We know that according to an embedding theorem, $H^1(\Omega)$ is a subspace of $C^0(\bar{\Omega})$ (space of continuous functions in $\bar{\Omega}$) so that $[u] = 0$ makes sense, but does $H^2(\Omega) \subset C^1(\bar{\Omega})$ ?
Let $\Omega = \Omega_1 \cup \Omega_2$, where $\{ \Omega_i \}$ represents two elements that share an interface $\Gamma = \Omega_1 \cap \Omega_2$. Assume that $u \in H^2(\Omega)$. Multiplying $\Delta u$ by a smooth test function $v \in C^\infty$, we then can integrate by parts \begin{equation} \label{eq:omega} \tag{1} \int_\Omega (\Delta u) v \, dx = -\int_\Omega \nabla u \cdot \nabla v \, dx + \int_{\partial \Omega} v \nabla u \cdot \boldsymbol{n} \, ds \end{equation} where $\Delta u$ and $\nabla u$ are interpreted in the sense of weak derivatives.

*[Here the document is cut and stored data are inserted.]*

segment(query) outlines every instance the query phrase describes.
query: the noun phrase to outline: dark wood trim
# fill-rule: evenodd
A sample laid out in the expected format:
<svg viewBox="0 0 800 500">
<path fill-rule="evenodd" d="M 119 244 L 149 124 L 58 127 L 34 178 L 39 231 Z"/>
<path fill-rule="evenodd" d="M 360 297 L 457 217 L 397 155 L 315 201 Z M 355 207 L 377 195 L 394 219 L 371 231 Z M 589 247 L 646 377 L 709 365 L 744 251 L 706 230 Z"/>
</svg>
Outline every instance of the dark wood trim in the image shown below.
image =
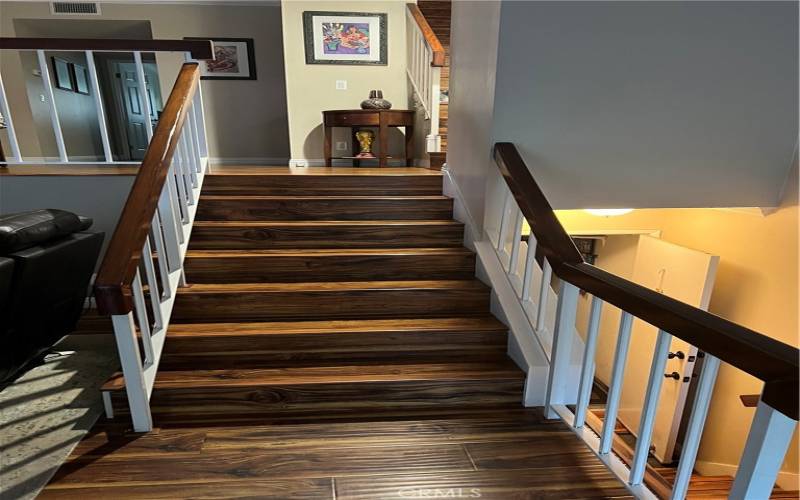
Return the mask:
<svg viewBox="0 0 800 500">
<path fill-rule="evenodd" d="M 95 50 L 98 52 L 190 52 L 194 59 L 214 58 L 214 49 L 211 45 L 211 40 L 0 37 L 0 49 Z"/>
<path fill-rule="evenodd" d="M 422 31 L 422 36 L 425 37 L 425 42 L 431 48 L 431 52 L 433 52 L 431 66 L 444 66 L 446 55 L 444 47 L 439 41 L 439 38 L 436 36 L 436 33 L 433 32 L 431 25 L 428 24 L 428 20 L 425 19 L 425 16 L 422 14 L 422 11 L 419 10 L 417 4 L 407 3 L 406 6 L 408 7 L 408 11 L 411 13 L 411 17 L 414 18 L 417 26 L 419 26 L 419 29 Z"/>
<path fill-rule="evenodd" d="M 764 381 L 761 399 L 797 420 L 797 348 L 587 264 L 516 147 L 497 143 L 494 151 L 537 245 L 559 278 Z"/>
<path fill-rule="evenodd" d="M 94 295 L 101 314 L 127 314 L 133 309 L 131 283 L 199 81 L 197 63 L 185 63 L 161 113 L 100 266 Z"/>
<path fill-rule="evenodd" d="M 755 408 L 758 406 L 758 401 L 761 399 L 761 396 L 758 394 L 741 394 L 739 399 L 742 400 L 742 404 L 745 408 Z"/>
</svg>

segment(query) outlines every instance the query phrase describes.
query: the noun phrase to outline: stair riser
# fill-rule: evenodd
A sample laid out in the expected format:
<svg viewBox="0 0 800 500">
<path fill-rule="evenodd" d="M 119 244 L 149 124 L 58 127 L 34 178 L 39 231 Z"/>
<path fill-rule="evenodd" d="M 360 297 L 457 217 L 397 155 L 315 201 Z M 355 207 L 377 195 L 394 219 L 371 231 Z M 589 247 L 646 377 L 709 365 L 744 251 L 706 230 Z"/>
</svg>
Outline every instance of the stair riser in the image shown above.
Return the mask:
<svg viewBox="0 0 800 500">
<path fill-rule="evenodd" d="M 280 387 L 162 389 L 150 400 L 154 414 L 198 417 L 224 414 L 229 417 L 318 414 L 404 409 L 518 407 L 523 380 L 487 379 L 453 381 L 320 383 Z M 116 413 L 127 413 L 122 391 L 113 393 Z"/>
<path fill-rule="evenodd" d="M 447 198 L 201 198 L 198 220 L 447 220 Z"/>
<path fill-rule="evenodd" d="M 467 352 L 506 350 L 506 334 L 498 331 L 287 333 L 269 335 L 175 337 L 165 344 L 169 357 L 257 353 L 275 359 L 364 359 L 368 356 L 414 357 L 444 349 Z"/>
<path fill-rule="evenodd" d="M 464 229 L 446 226 L 208 227 L 192 230 L 193 249 L 460 247 Z"/>
<path fill-rule="evenodd" d="M 451 280 L 473 277 L 475 256 L 340 254 L 187 257 L 185 267 L 190 283 Z"/>
<path fill-rule="evenodd" d="M 388 289 L 179 293 L 175 321 L 277 321 L 412 318 L 488 312 L 483 289 Z"/>
<path fill-rule="evenodd" d="M 427 196 L 442 194 L 435 175 L 208 175 L 203 194 L 262 196 Z"/>
</svg>

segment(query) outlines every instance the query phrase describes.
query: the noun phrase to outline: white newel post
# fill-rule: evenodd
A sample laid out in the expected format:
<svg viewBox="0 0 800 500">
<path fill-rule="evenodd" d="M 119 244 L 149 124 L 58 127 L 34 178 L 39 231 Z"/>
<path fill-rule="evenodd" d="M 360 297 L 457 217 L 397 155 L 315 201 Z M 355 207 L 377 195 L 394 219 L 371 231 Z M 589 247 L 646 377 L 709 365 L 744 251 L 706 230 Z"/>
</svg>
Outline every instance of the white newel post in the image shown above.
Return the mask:
<svg viewBox="0 0 800 500">
<path fill-rule="evenodd" d="M 567 401 L 567 383 L 571 377 L 570 354 L 575 332 L 575 316 L 578 310 L 578 287 L 566 281 L 561 282 L 558 292 L 556 327 L 553 333 L 553 350 L 550 354 L 550 375 L 545 394 L 545 416 L 559 418 L 553 405 L 563 405 Z"/>
<path fill-rule="evenodd" d="M 729 498 L 770 497 L 796 425 L 796 420 L 758 402 Z"/>
</svg>

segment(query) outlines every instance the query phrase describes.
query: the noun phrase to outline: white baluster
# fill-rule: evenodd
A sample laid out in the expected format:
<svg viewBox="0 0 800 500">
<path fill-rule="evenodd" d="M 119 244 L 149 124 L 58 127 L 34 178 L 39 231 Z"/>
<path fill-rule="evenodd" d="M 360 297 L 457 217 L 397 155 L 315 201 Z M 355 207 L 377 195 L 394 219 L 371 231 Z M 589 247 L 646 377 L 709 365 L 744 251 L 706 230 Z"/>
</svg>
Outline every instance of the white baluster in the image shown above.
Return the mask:
<svg viewBox="0 0 800 500">
<path fill-rule="evenodd" d="M 583 427 L 586 422 L 586 409 L 594 385 L 595 353 L 597 352 L 597 336 L 600 331 L 600 314 L 603 311 L 603 300 L 592 297 L 592 306 L 589 310 L 589 326 L 586 329 L 586 343 L 583 347 L 583 364 L 581 366 L 581 381 L 578 386 L 578 402 L 575 405 L 575 427 Z"/>
<path fill-rule="evenodd" d="M 539 303 L 536 304 L 536 331 L 546 330 L 545 320 L 547 319 L 547 302 L 550 300 L 550 279 L 553 277 L 553 268 L 550 261 L 544 258 L 542 266 L 542 282 L 539 284 Z"/>
<path fill-rule="evenodd" d="M 508 259 L 508 274 L 519 274 L 517 260 L 519 259 L 519 243 L 522 240 L 522 211 L 514 204 L 514 229 L 511 233 L 511 257 Z"/>
<path fill-rule="evenodd" d="M 167 257 L 167 268 L 170 272 L 181 267 L 179 245 L 183 243 L 183 227 L 179 221 L 179 214 L 175 213 L 175 179 L 172 169 L 167 174 L 167 183 L 158 198 L 158 214 L 161 218 L 161 228 L 164 234 L 164 250 Z M 162 254 L 159 252 L 158 260 L 161 262 Z"/>
<path fill-rule="evenodd" d="M 197 137 L 197 113 L 195 111 L 195 106 L 192 105 L 189 108 L 189 116 L 187 118 L 189 122 L 189 130 L 190 130 L 190 139 L 191 139 L 191 151 L 192 151 L 192 158 L 194 170 L 197 173 L 200 173 L 203 168 L 203 162 L 200 159 L 200 140 Z"/>
<path fill-rule="evenodd" d="M 181 158 L 183 159 L 184 175 L 187 177 L 186 187 L 189 189 L 189 204 L 194 205 L 194 191 L 192 190 L 196 188 L 198 184 L 197 170 L 194 168 L 194 155 L 192 155 L 192 150 L 189 147 L 189 137 L 191 135 L 188 123 L 184 122 L 180 140 Z"/>
<path fill-rule="evenodd" d="M 697 449 L 700 447 L 700 438 L 708 415 L 708 406 L 711 403 L 711 394 L 714 392 L 714 383 L 719 372 L 719 359 L 706 354 L 703 360 L 703 370 L 697 381 L 694 395 L 692 414 L 686 425 L 686 434 L 681 445 L 681 459 L 675 472 L 675 482 L 672 485 L 672 500 L 683 500 L 689 489 L 689 480 L 694 470 L 694 461 L 697 458 Z"/>
<path fill-rule="evenodd" d="M 505 252 L 506 245 L 506 231 L 508 231 L 508 208 L 511 204 L 511 192 L 508 189 L 503 189 L 503 211 L 500 213 L 500 229 L 497 231 L 497 248 L 498 253 Z M 502 259 L 501 259 L 502 260 Z"/>
<path fill-rule="evenodd" d="M 603 418 L 603 432 L 600 436 L 599 453 L 601 455 L 611 451 L 614 427 L 617 425 L 619 398 L 622 395 L 622 380 L 625 376 L 625 361 L 628 359 L 628 347 L 631 343 L 632 324 L 633 316 L 622 311 L 622 316 L 619 319 L 617 348 L 614 353 L 614 366 L 611 370 L 611 384 L 608 386 L 608 401 L 606 401 L 606 412 Z"/>
<path fill-rule="evenodd" d="M 14 119 L 11 117 L 11 109 L 8 107 L 8 98 L 6 97 L 6 88 L 3 86 L 3 78 L 0 76 L 0 113 L 6 122 L 6 130 L 8 130 L 8 145 L 11 146 L 11 158 L 17 162 L 22 162 L 22 153 L 19 150 L 19 142 L 17 142 L 17 132 L 14 128 Z M 8 158 L 7 158 L 8 159 Z"/>
<path fill-rule="evenodd" d="M 163 195 L 162 195 L 163 197 Z M 165 228 L 161 223 L 160 212 L 162 209 L 161 199 L 158 201 L 158 208 L 155 215 L 153 215 L 153 226 L 151 228 L 151 236 L 156 245 L 156 254 L 158 255 L 158 272 L 161 275 L 161 300 L 167 300 L 172 296 L 172 287 L 169 283 L 169 258 L 167 257 L 166 243 L 164 243 Z M 170 210 L 172 207 L 168 207 Z M 166 228 L 169 230 L 169 228 Z M 159 301 L 159 304 L 161 301 Z"/>
<path fill-rule="evenodd" d="M 47 96 L 47 104 L 50 107 L 50 121 L 53 124 L 53 134 L 56 136 L 56 147 L 58 148 L 58 157 L 63 162 L 68 162 L 67 146 L 64 144 L 64 134 L 61 131 L 61 120 L 58 118 L 58 109 L 56 107 L 56 96 L 53 93 L 53 82 L 50 79 L 50 69 L 47 65 L 47 57 L 43 50 L 37 50 L 36 55 L 39 58 L 39 71 L 42 73 L 42 84 L 44 85 L 44 92 Z"/>
<path fill-rule="evenodd" d="M 192 102 L 192 109 L 194 110 L 197 119 L 197 138 L 199 140 L 200 158 L 208 158 L 208 139 L 206 134 L 206 114 L 203 110 L 203 86 L 198 84 L 197 90 L 194 93 Z"/>
<path fill-rule="evenodd" d="M 531 282 L 533 281 L 533 266 L 536 265 L 536 237 L 533 230 L 528 234 L 528 250 L 525 252 L 525 274 L 522 276 L 522 295 L 523 302 L 531 298 Z"/>
<path fill-rule="evenodd" d="M 730 498 L 769 498 L 797 421 L 759 400 Z"/>
<path fill-rule="evenodd" d="M 144 75 L 144 64 L 142 64 L 141 52 L 136 51 L 133 53 L 133 62 L 136 64 L 136 81 L 139 85 L 142 110 L 144 112 L 144 116 L 146 117 L 144 120 L 144 129 L 147 133 L 147 140 L 149 141 L 153 138 L 153 122 L 150 119 L 153 115 L 153 110 L 150 109 L 150 96 L 147 93 L 147 79 Z"/>
<path fill-rule="evenodd" d="M 114 326 L 114 338 L 117 341 L 122 375 L 125 377 L 125 392 L 131 410 L 133 430 L 149 432 L 153 429 L 153 417 L 150 414 L 150 398 L 147 395 L 133 314 L 115 314 L 111 316 L 111 324 Z"/>
<path fill-rule="evenodd" d="M 153 227 L 160 231 L 156 226 L 158 212 L 153 216 Z M 158 291 L 158 281 L 156 280 L 156 269 L 153 265 L 153 248 L 150 246 L 150 235 L 144 240 L 144 248 L 142 248 L 142 260 L 144 261 L 145 278 L 147 279 L 147 288 L 150 291 L 150 302 L 153 304 L 153 330 L 158 332 L 164 327 L 164 318 L 161 316 L 161 294 Z M 164 269 L 166 271 L 166 268 Z"/>
<path fill-rule="evenodd" d="M 142 277 L 139 270 L 131 285 L 133 292 L 133 305 L 136 311 L 136 319 L 139 322 L 139 334 L 142 336 L 142 347 L 144 347 L 144 364 L 149 365 L 153 362 L 153 339 L 150 338 L 150 320 L 147 317 L 147 303 L 144 300 L 144 290 L 142 289 Z"/>
<path fill-rule="evenodd" d="M 550 353 L 550 375 L 545 393 L 545 415 L 558 418 L 553 405 L 567 404 L 567 385 L 570 380 L 570 356 L 575 336 L 575 315 L 578 309 L 578 287 L 561 282 L 558 292 L 556 328 L 553 335 L 553 350 Z"/>
<path fill-rule="evenodd" d="M 653 362 L 650 365 L 650 378 L 647 380 L 647 391 L 639 419 L 639 435 L 636 438 L 636 451 L 628 482 L 633 485 L 642 484 L 647 468 L 647 456 L 650 454 L 650 441 L 653 438 L 653 424 L 656 422 L 658 397 L 661 395 L 661 383 L 664 381 L 664 367 L 667 366 L 667 355 L 672 335 L 664 330 L 658 331 L 656 345 L 653 348 Z"/>
<path fill-rule="evenodd" d="M 106 112 L 103 108 L 103 96 L 100 94 L 100 80 L 97 78 L 97 68 L 94 64 L 94 53 L 86 51 L 86 67 L 89 71 L 89 80 L 92 83 L 92 97 L 94 97 L 94 107 L 97 110 L 97 125 L 100 127 L 100 141 L 103 143 L 103 154 L 106 162 L 112 163 L 114 155 L 111 152 L 111 141 L 108 139 L 108 124 L 106 123 Z"/>
<path fill-rule="evenodd" d="M 183 224 L 189 222 L 189 209 L 187 205 L 189 203 L 189 198 L 186 193 L 186 182 L 183 176 L 183 165 L 181 161 L 180 154 L 177 154 L 180 151 L 179 147 L 175 148 L 175 155 L 172 157 L 172 165 L 170 166 L 170 173 L 167 175 L 170 181 L 173 181 L 178 187 L 178 206 L 181 213 L 181 221 Z M 183 233 L 183 228 L 181 227 L 181 233 Z M 181 240 L 183 243 L 183 240 Z"/>
</svg>

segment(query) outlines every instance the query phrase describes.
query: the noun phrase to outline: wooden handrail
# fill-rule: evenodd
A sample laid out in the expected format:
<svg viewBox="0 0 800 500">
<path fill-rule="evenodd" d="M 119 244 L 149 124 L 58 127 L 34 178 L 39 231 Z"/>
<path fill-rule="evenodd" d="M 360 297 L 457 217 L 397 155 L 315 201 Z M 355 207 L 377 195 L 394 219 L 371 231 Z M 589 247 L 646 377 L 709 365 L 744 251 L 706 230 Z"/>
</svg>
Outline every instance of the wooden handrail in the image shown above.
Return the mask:
<svg viewBox="0 0 800 500">
<path fill-rule="evenodd" d="M 125 40 L 120 38 L 0 37 L 0 49 L 96 50 L 98 52 L 190 52 L 193 59 L 213 59 L 211 40 Z"/>
<path fill-rule="evenodd" d="M 584 262 L 514 144 L 496 143 L 494 157 L 559 278 L 762 380 L 762 400 L 797 420 L 797 348 Z"/>
<path fill-rule="evenodd" d="M 417 4 L 408 3 L 406 4 L 406 6 L 408 7 L 408 11 L 411 13 L 411 17 L 414 18 L 414 21 L 416 21 L 417 26 L 419 26 L 419 30 L 422 32 L 422 36 L 425 37 L 425 43 L 428 44 L 428 47 L 431 48 L 431 52 L 433 52 L 433 59 L 431 60 L 431 66 L 444 66 L 444 61 L 445 61 L 444 47 L 442 47 L 442 43 L 439 41 L 439 38 L 436 36 L 436 33 L 433 32 L 433 28 L 431 28 L 431 25 L 428 24 L 428 20 L 425 19 L 424 15 L 422 15 L 422 11 L 419 10 Z"/>
<path fill-rule="evenodd" d="M 153 132 L 97 274 L 94 295 L 101 314 L 127 314 L 133 309 L 131 283 L 199 82 L 197 63 L 185 63 Z"/>
</svg>

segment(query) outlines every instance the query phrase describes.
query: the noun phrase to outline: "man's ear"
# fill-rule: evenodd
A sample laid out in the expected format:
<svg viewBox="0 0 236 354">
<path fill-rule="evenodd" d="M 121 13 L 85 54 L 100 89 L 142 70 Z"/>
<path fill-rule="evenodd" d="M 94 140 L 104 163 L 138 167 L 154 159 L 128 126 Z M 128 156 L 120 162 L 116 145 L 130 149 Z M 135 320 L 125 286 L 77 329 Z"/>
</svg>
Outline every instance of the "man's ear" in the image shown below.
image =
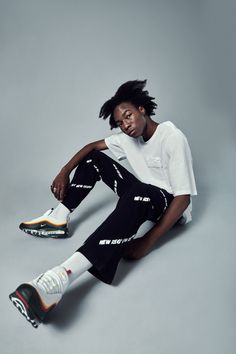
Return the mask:
<svg viewBox="0 0 236 354">
<path fill-rule="evenodd" d="M 145 110 L 145 108 L 143 107 L 143 106 L 139 106 L 139 111 L 141 112 L 141 113 L 146 113 L 146 110 Z"/>
</svg>

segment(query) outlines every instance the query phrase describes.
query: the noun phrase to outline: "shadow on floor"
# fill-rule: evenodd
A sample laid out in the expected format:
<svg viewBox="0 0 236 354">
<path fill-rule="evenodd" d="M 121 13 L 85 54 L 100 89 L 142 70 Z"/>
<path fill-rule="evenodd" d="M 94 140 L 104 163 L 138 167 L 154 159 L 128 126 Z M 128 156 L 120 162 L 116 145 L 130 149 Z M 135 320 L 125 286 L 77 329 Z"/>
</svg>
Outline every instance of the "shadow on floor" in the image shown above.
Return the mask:
<svg viewBox="0 0 236 354">
<path fill-rule="evenodd" d="M 211 199 L 211 187 L 204 181 L 198 181 L 198 195 L 192 197 L 193 200 L 193 221 L 191 225 L 200 222 L 208 209 L 208 200 Z"/>
<path fill-rule="evenodd" d="M 57 307 L 48 314 L 44 324 L 50 324 L 58 330 L 69 329 L 75 321 L 78 322 L 83 311 L 86 311 L 87 307 L 83 306 L 83 300 L 90 291 L 94 291 L 93 288 L 98 284 L 96 278 L 89 278 L 69 290 Z"/>
<path fill-rule="evenodd" d="M 206 189 L 207 186 L 204 185 L 198 187 L 198 196 L 193 198 L 193 221 L 187 225 L 175 225 L 166 233 L 166 235 L 157 241 L 152 252 L 157 252 L 157 250 L 164 246 L 166 243 L 176 239 L 177 237 L 186 235 L 191 227 L 194 227 L 195 224 L 201 221 L 204 215 L 206 215 L 207 199 L 209 199 L 209 191 L 206 193 Z M 146 257 L 148 257 L 148 255 Z M 119 264 L 113 285 L 118 286 L 130 274 L 130 272 L 133 271 L 138 263 L 145 261 L 146 257 L 137 261 L 127 261 L 122 259 Z"/>
<path fill-rule="evenodd" d="M 160 247 L 164 246 L 167 242 L 174 240 L 176 237 L 183 236 L 188 232 L 189 227 L 190 225 L 176 225 L 165 236 L 163 236 L 159 241 L 157 241 L 155 247 L 151 252 L 157 252 L 157 250 Z M 129 276 L 129 274 L 134 270 L 135 267 L 140 264 L 140 262 L 145 262 L 145 259 L 147 257 L 148 255 L 146 257 L 141 258 L 140 260 L 134 261 L 122 259 L 119 264 L 113 285 L 118 286 L 127 276 Z"/>
<path fill-rule="evenodd" d="M 194 213 L 193 222 L 188 225 L 176 225 L 174 226 L 165 236 L 160 238 L 156 243 L 152 252 L 157 252 L 157 250 L 164 246 L 166 243 L 174 240 L 177 237 L 185 235 L 189 228 L 191 228 L 195 223 L 204 215 L 206 209 L 205 194 L 197 197 L 194 201 Z M 86 220 L 92 213 L 95 213 L 97 209 L 109 205 L 114 202 L 114 198 L 106 199 L 102 202 L 95 203 L 92 207 L 88 208 L 83 213 L 79 215 L 79 221 Z M 72 233 L 75 232 L 78 225 L 78 220 L 72 222 Z M 138 261 L 126 261 L 121 260 L 118 270 L 116 272 L 115 279 L 113 281 L 113 286 L 118 286 L 129 274 L 140 265 L 141 262 L 145 262 L 146 257 Z M 59 330 L 68 329 L 75 321 L 78 321 L 78 316 L 82 315 L 83 312 L 83 300 L 86 298 L 90 291 L 94 291 L 94 287 L 99 284 L 98 280 L 94 277 L 86 279 L 83 283 L 80 283 L 78 287 L 73 288 L 68 291 L 63 300 L 58 304 L 58 306 L 48 315 L 45 324 L 50 323 Z M 86 310 L 86 309 L 85 309 Z"/>
</svg>

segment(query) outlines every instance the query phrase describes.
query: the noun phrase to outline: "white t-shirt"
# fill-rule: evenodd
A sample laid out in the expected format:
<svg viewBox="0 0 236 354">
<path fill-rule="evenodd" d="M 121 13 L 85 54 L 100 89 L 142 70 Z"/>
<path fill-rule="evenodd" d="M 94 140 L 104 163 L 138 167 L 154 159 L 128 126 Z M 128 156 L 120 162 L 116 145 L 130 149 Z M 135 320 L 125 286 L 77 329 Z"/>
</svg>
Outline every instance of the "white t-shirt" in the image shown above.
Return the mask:
<svg viewBox="0 0 236 354">
<path fill-rule="evenodd" d="M 140 181 L 174 196 L 197 195 L 188 141 L 172 122 L 160 123 L 146 142 L 142 136 L 132 138 L 119 132 L 107 137 L 105 143 L 118 160 L 128 160 Z M 191 205 L 186 212 L 190 211 Z M 187 219 L 191 220 L 191 214 Z"/>
</svg>

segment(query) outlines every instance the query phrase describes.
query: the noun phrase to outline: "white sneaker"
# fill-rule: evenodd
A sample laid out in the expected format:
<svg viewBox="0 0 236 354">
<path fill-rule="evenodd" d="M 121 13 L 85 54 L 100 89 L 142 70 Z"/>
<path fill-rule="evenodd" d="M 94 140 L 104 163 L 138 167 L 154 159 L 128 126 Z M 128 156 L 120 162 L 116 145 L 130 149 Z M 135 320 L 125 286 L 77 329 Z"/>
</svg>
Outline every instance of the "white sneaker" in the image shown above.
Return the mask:
<svg viewBox="0 0 236 354">
<path fill-rule="evenodd" d="M 58 266 L 21 284 L 9 298 L 27 321 L 37 328 L 61 300 L 68 285 L 65 268 Z"/>
<path fill-rule="evenodd" d="M 50 214 L 52 213 L 53 208 L 49 209 L 42 216 L 25 221 L 20 224 L 20 229 L 27 234 L 38 236 L 38 237 L 52 237 L 52 238 L 67 238 L 69 237 L 68 231 L 68 222 L 69 218 L 66 221 L 60 221 Z"/>
</svg>

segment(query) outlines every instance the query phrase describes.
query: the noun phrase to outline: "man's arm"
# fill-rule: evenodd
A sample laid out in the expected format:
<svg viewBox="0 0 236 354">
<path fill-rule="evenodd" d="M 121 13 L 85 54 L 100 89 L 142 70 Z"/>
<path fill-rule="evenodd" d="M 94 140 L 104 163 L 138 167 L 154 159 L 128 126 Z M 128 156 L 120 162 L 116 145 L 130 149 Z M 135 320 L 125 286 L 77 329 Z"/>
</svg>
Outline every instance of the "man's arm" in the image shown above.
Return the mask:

The same also holds over each element $\Omega_i$, \begin{equation} \label{eq:omega-i} \tag{2} \int_{\Omega_i} (\Delta u) v \, dx = -\int_{\Omega_i} \nabla u \cdot \nabla v \, dx + \int_{\partial \Omega_i} v \nabla u \cdot \boldsymbol n_i \, ds, \end{equation} where $\boldsymbol n_i$ is the normal vector facing outwards from $\Omega_i$. Summing \eqref{eq:omega-i} over $i=1,2$ we obtain \begin{equation} \label{eq:sum} \tag{3} \int_{\Omega} (\Delta u) v \, dx = -\int_{\Omega} \nabla u \cdot \nabla v \, dx + \int_{\partial \Omega} v \nabla u \cdot \boldsymbol{n} \, ds + \int_\Gamma v [ \nabla u ] \, ds. \end{equation} We see that in order for both \eqref{eq:omega} and \eqref{eq:sum} to hold, we must have that $\int_\Gamma v [ \nabla u ] \, ds = 0$, and since this holds for all test functions $v \in C^\infty$, we have that $[ \nabla u ] = 0$.
In the above, I am using the (fairly standard) notation that for a vector-valued quantity $\boldsymbol \varphi$, the jump is defined by $[ \boldsymbol \varphi ] = \boldsymbol \varphi_1 \cdot \boldsymbol n_1 + \boldsymbol \varphi_2 \cdot \boldsymbol n_2$, where $\boldsymbol \varphi_i$ is the trace from within $\Omega_i$.